What is the Difference Between 3/4 and Full Length Orthotics? – Choose the Right One for Your Child!
Has your child been diagnosed with a specific foot condition that requires him or her to wear orthotics inside the shoes? Are you wondering what is the difference between 3/4 and full length orthotics? This is a common question parents ask me at the specialized children’s shoe store that I work for, so let’s find out the answer and clear any doubts you might have about which orthotic will work best for your child’s foot condition.
Children’s orthotics come in all different shapes and sizes, and it can be overwhelming for parents to figure out which one is the ideal one for their children if they don’t have the guidance of a physical or occupational therapist.
What Are Full Length Orthotics?
Full length orthotics extend through the entire length of the foot. Take a look at the image below for better visualization purposes:
What Are 3/4 Length Orthotics?
3/4 length orthotics extend from the ball of the foot to the heel. Take a look at the image below for better visualization purposes:
Some medical professionals will guide parents in the right direction and tell them exactly which orthotic to get for their children. However, there are other instances in which parents are told to provide their children with orthotics without being specified which specific orthotic to get.
What is the Difference Between 3/4 and Full Length Orthotics?
In my experience, the main difference between 3/4 and full length orthotics is the way they fit inside the shoes. I have noticed that 3/4 length orthotics usually provide more versatility in your footwear options, as they are easier to fit inside the shoes.
Full length orthotics tend to take extra space and require shoes to come with removable insoles, provide extra depth and rounded toe-boxes.
With full length orthotics you always have to remove the original insoles of the shoes to allow extra space for the orthotic, while with 3/4 length orthotics you don’t have to remove the original insoles of the shoes.
Keep in mind that not all 3/4 and full length orthotics are the same, as some can take up a lot more space than others.
Which Orthotic is Better for Your Child?
This really depends on the degree of your child’s specific foot condition and what specific part of your child’s foot requires more attention and treatment.
Advantages of Wearing 3/4 Length Orthotics
1️⃣ 3/4 length orthotics with a deep heel cup help stabilize the heel and provide natural shock absorption, which is ideal for children who are dealing with rolled ankles or heel eversion. 3/4 length orthotics are also ideal for children who suffer from plantar fasciitis.
2️⃣ The orthotics are easier to fit inside casual footwear such as dress shoes or seasonal footwear such as boots.
Keep in mind that 3/4 length orthotics might not fit as well inside your children’s shoes as full length orthotics, as they might move excessively inside the shoes.
Advantages of Wearing Full Length Orthotics
1️⃣ Ideal for children who are dealing with flat feet as full length orthotics help provide targeted support right below the arch.
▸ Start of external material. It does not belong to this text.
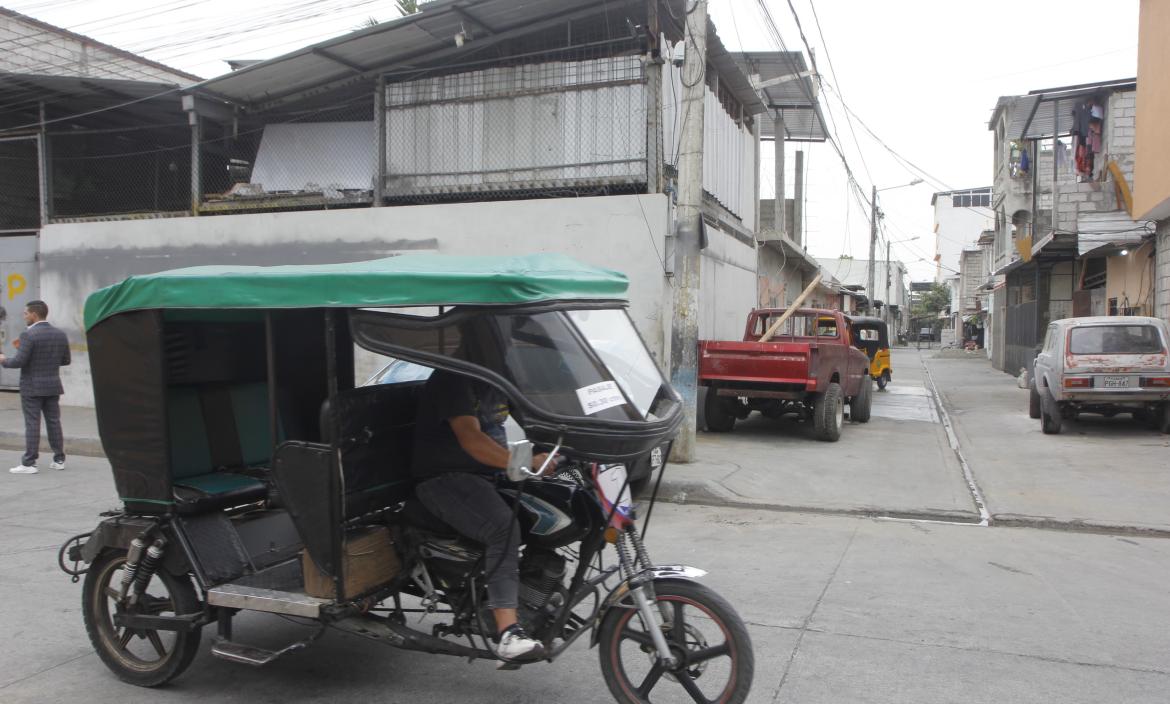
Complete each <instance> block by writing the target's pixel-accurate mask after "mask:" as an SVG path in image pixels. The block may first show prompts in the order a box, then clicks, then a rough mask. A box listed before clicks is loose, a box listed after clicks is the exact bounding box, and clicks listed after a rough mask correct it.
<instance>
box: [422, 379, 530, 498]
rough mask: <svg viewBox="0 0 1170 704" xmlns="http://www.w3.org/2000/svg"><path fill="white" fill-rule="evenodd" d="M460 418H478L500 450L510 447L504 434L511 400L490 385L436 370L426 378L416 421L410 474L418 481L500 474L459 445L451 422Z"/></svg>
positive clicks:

2️⃣ The front part can be trimmed to size with scissors if needed.
Ultimately, the type of orthotic that your child should wear directly depends on the degree of your child’s pronation.
Best Resources for Children Who Need Orthotics
I suggest that you take a look at a couple of different resources I created that might help you determine which specific type of orthotic will work better best for your child’s feet based on the degree of your child’ mild or strong pronation.
Final Remarks and Suggestions
The correct type of orthotic can help treat your child’s foot condition and significantly reduce or fully eliminate your child’s foot or leg pain.
It is really difficult to generalize and say that one specific orthotic works best because each child’s foot shape and foot condition is different. In addition, there are many variations of full and 3/4 length orthotics, including material density, heel cup size and arch support level.